Statisticians and research analysts often treat their miscreant data via transformation, using power functions, reciprocals and logarithms to create new variables that are “better” behaved. Called Re-expression, by Exploratory Data Analysis (EDA) devotees, these transformations can often make a big difference in analysis. EDA authors Emerson and Stoto discuss several reasons for transforming data, including facilitating interpretation, promoting symmetry in distribution, providing stable dispersion within a dimension, and promoting a straight line relationship between two variables2. The authors opine that more than one of the objectives might be in play for a given situation. They also note that a given transformation might have the serendipitous effect of providing simultaneous benefits among multiple objectives, such as stable dispersion and straight line relationships.

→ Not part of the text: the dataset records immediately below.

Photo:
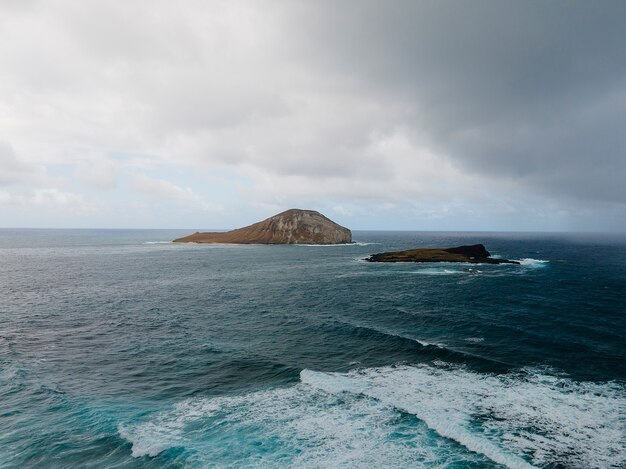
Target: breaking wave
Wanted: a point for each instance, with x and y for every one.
(400, 416)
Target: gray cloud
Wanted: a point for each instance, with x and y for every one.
(534, 91)
(371, 102)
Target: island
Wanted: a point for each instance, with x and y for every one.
(293, 226)
(475, 254)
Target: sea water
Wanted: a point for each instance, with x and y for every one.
(121, 349)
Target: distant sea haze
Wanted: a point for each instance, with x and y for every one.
(119, 348)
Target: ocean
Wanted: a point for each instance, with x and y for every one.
(119, 349)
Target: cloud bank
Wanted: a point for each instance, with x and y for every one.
(410, 115)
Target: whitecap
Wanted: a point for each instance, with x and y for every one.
(529, 262)
(517, 420)
(474, 340)
(359, 419)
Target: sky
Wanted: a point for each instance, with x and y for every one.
(385, 115)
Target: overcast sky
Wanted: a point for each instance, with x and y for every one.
(424, 115)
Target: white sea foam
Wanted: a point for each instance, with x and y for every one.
(358, 419)
(535, 263)
(515, 420)
(334, 245)
(474, 340)
(299, 426)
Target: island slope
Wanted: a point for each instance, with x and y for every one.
(293, 226)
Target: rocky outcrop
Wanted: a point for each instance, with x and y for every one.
(290, 227)
(475, 254)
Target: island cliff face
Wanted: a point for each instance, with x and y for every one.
(290, 227)
(475, 254)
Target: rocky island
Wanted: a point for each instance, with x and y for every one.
(293, 226)
(475, 254)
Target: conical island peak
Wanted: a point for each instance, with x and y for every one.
(294, 226)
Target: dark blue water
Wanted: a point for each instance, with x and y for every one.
(118, 349)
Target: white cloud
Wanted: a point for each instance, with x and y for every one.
(165, 190)
(307, 104)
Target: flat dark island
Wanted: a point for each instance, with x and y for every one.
(474, 254)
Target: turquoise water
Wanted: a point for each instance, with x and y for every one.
(120, 349)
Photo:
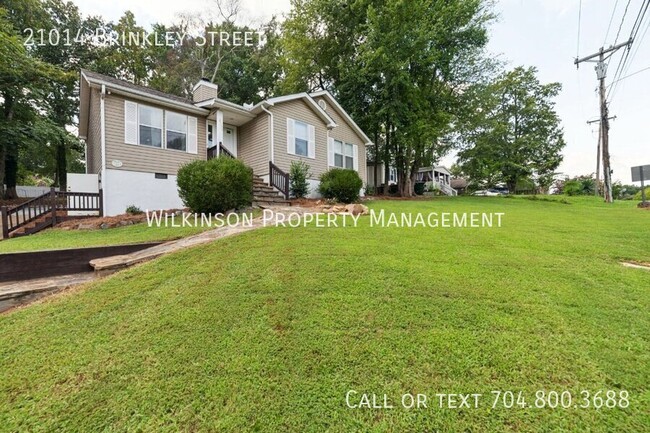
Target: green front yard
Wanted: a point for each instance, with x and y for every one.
(268, 330)
(137, 233)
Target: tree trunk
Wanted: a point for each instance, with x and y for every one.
(8, 113)
(376, 159)
(387, 160)
(61, 165)
(3, 152)
(11, 174)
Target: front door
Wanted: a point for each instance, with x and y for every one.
(230, 139)
(211, 133)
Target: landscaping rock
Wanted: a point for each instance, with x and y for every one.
(357, 209)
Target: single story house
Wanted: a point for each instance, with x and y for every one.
(137, 138)
(381, 174)
(437, 176)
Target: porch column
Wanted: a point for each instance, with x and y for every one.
(219, 130)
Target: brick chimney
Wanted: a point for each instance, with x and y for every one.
(203, 90)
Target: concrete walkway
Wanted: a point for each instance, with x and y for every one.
(17, 293)
(20, 293)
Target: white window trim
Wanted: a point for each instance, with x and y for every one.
(162, 127)
(186, 132)
(344, 154)
(191, 131)
(291, 139)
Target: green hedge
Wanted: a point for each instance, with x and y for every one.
(216, 185)
(343, 185)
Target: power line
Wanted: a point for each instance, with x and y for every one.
(630, 75)
(613, 91)
(622, 21)
(624, 58)
(579, 21)
(611, 19)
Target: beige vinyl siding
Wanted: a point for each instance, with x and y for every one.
(253, 144)
(203, 93)
(144, 158)
(344, 132)
(93, 141)
(298, 110)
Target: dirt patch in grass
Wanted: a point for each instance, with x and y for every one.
(11, 203)
(96, 223)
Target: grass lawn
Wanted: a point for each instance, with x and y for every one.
(137, 233)
(268, 330)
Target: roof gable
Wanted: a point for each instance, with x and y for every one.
(346, 117)
(310, 103)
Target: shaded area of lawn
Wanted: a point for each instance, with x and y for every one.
(138, 233)
(267, 331)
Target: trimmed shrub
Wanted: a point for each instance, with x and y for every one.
(215, 186)
(340, 184)
(133, 210)
(298, 175)
(637, 196)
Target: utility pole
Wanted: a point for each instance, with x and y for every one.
(600, 136)
(601, 73)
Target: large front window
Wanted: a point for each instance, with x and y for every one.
(301, 137)
(176, 131)
(150, 126)
(343, 155)
(349, 156)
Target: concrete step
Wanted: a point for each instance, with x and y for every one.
(266, 191)
(269, 195)
(264, 203)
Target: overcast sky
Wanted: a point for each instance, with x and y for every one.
(540, 33)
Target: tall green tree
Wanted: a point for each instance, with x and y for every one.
(394, 64)
(24, 82)
(514, 132)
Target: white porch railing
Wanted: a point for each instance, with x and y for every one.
(445, 188)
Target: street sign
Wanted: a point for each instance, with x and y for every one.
(641, 173)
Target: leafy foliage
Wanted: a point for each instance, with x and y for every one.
(513, 132)
(216, 185)
(298, 175)
(343, 185)
(581, 185)
(398, 66)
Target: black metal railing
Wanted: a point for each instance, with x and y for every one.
(279, 179)
(219, 150)
(46, 206)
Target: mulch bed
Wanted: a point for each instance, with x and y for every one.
(11, 203)
(94, 223)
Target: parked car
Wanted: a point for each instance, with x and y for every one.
(487, 193)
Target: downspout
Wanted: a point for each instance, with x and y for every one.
(270, 131)
(102, 120)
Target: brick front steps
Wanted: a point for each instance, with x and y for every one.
(265, 195)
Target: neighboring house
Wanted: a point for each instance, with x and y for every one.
(437, 176)
(459, 184)
(381, 174)
(137, 138)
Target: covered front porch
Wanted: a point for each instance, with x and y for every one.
(222, 128)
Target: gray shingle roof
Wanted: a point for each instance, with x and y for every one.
(110, 80)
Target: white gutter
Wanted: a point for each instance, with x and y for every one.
(270, 130)
(102, 120)
(126, 91)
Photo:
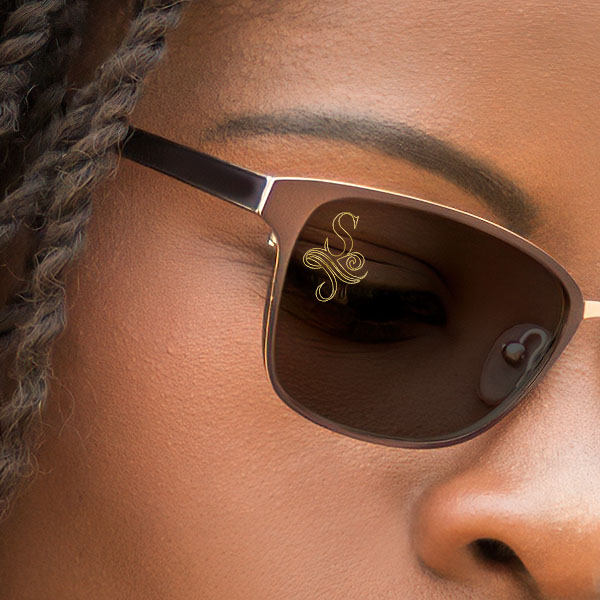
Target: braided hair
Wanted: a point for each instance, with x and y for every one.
(57, 142)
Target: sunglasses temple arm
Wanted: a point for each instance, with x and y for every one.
(207, 173)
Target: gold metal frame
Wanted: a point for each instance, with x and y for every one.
(286, 203)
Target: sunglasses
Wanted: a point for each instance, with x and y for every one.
(391, 319)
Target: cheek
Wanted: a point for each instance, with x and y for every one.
(172, 438)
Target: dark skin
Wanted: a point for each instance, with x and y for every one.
(171, 468)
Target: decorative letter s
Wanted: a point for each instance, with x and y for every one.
(336, 266)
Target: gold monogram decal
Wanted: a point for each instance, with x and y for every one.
(336, 266)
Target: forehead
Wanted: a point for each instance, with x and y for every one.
(514, 83)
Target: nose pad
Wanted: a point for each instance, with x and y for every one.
(512, 357)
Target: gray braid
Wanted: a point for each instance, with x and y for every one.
(80, 153)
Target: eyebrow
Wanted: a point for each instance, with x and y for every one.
(399, 140)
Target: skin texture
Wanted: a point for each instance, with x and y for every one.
(172, 470)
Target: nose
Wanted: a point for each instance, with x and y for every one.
(521, 509)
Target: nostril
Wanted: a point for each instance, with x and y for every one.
(491, 550)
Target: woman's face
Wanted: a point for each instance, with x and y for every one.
(171, 468)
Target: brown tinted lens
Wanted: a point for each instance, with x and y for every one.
(402, 323)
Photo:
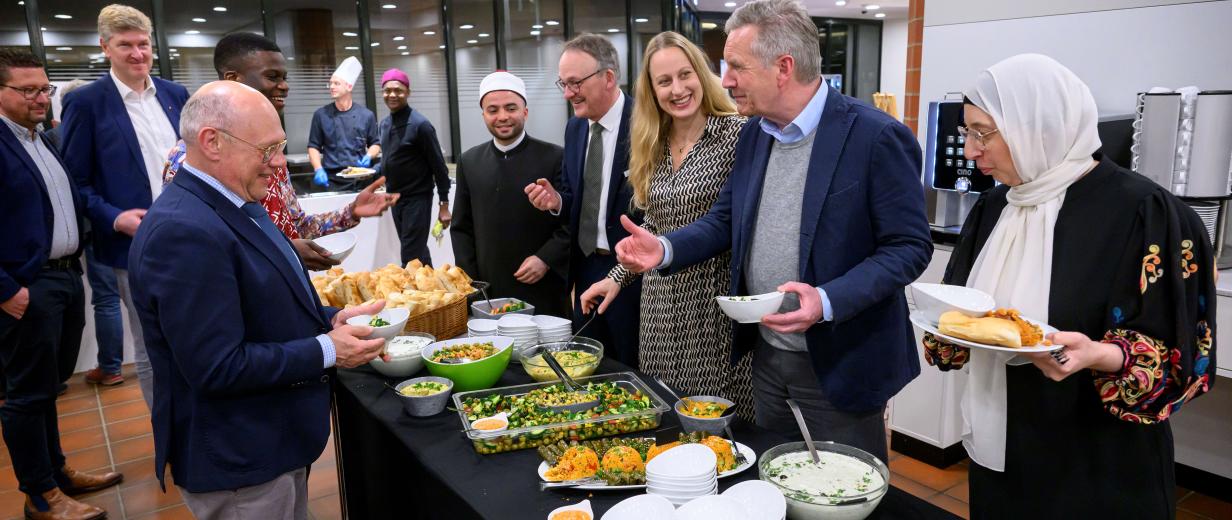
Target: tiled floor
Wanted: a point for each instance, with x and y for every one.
(107, 428)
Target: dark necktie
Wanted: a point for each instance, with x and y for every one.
(258, 213)
(591, 191)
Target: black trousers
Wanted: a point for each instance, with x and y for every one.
(31, 349)
(413, 218)
(619, 327)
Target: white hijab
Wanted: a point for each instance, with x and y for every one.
(1047, 117)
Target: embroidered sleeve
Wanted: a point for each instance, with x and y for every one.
(1151, 386)
(945, 356)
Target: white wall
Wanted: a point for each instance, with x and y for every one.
(893, 60)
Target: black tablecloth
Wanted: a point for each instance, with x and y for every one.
(396, 466)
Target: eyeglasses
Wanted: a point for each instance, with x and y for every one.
(31, 93)
(981, 137)
(266, 152)
(574, 86)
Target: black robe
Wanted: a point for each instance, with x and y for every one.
(495, 228)
(1068, 454)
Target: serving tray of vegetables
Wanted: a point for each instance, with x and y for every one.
(626, 404)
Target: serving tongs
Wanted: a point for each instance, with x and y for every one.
(572, 386)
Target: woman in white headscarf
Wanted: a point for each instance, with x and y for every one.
(1116, 263)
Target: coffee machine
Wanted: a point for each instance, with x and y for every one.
(952, 184)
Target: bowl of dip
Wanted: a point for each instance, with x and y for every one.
(405, 355)
(424, 396)
(847, 484)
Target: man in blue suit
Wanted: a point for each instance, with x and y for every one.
(823, 203)
(117, 132)
(239, 343)
(42, 302)
(594, 190)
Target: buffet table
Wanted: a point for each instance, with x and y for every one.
(392, 465)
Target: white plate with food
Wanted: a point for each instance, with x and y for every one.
(750, 459)
(989, 333)
(356, 173)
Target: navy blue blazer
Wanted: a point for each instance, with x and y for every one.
(577, 138)
(27, 218)
(100, 149)
(240, 394)
(864, 235)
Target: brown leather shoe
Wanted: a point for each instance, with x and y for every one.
(60, 507)
(80, 482)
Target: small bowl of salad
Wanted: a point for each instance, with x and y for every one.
(749, 308)
(386, 324)
(704, 413)
(424, 396)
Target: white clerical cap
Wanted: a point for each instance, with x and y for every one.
(349, 70)
(502, 80)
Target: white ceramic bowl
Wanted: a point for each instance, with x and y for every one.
(934, 300)
(749, 308)
(403, 364)
(338, 244)
(397, 318)
(643, 507)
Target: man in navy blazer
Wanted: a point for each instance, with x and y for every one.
(594, 189)
(117, 132)
(823, 203)
(42, 301)
(239, 343)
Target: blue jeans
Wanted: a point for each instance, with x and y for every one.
(109, 325)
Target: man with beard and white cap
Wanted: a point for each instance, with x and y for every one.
(498, 237)
(341, 134)
(412, 164)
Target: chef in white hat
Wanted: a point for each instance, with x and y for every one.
(497, 235)
(343, 134)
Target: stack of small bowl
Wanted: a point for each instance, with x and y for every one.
(683, 473)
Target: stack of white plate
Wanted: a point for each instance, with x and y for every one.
(520, 327)
(683, 473)
(479, 327)
(552, 328)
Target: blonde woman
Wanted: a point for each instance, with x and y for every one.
(683, 147)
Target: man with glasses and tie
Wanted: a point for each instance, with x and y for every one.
(594, 189)
(42, 301)
(239, 343)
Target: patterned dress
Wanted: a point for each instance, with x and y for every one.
(282, 205)
(685, 339)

In their classic 1977 book, Data Analysis and Regression: A Second Course in Statistics, EDA authors Mosteller and Tukey articulate a strategy for transforming variables based on data type3. Of those noted, the most common for BI analysts are counts/positive amounts, and counted fractions. Counts and positive amounts are bounded by 0 on the left and unbounded at the high end, and are thus suspect for right skewness or long tails. Examples include income, spending and customer purchase history by socio-economic status. For attributes that behave more like Extremistan than Mediocristan, the authors propose a family of transformations known as the “ladder of powers” to make the data more tractable for visualization and analytics. The ladder of powers transformations include exponents greater than 1, such as square or cube; positive powers less than 1, such as square root or cube root; reciprocal powers like 1/x, 1/square root, or 1/square; and the special case of logarithms. The transformations work on skewed data by impacting extreme values more than non-extreme, reducing dispersion and often producing a more symmetric distribution, thus making an overall transformed attribute more “uniform”. If most family incomes are in the range of $40K-$80K, but several are $1M+, a base 10 logarithm transformation might make the data appear much more orderly. The base 10 log of $50,000 is about 4.7; the comparable value for $1,000,000 is 6. The transformed outliers are thus reduced substantially. BI analysts would choose the “correcting” transformation after an initial look at the data.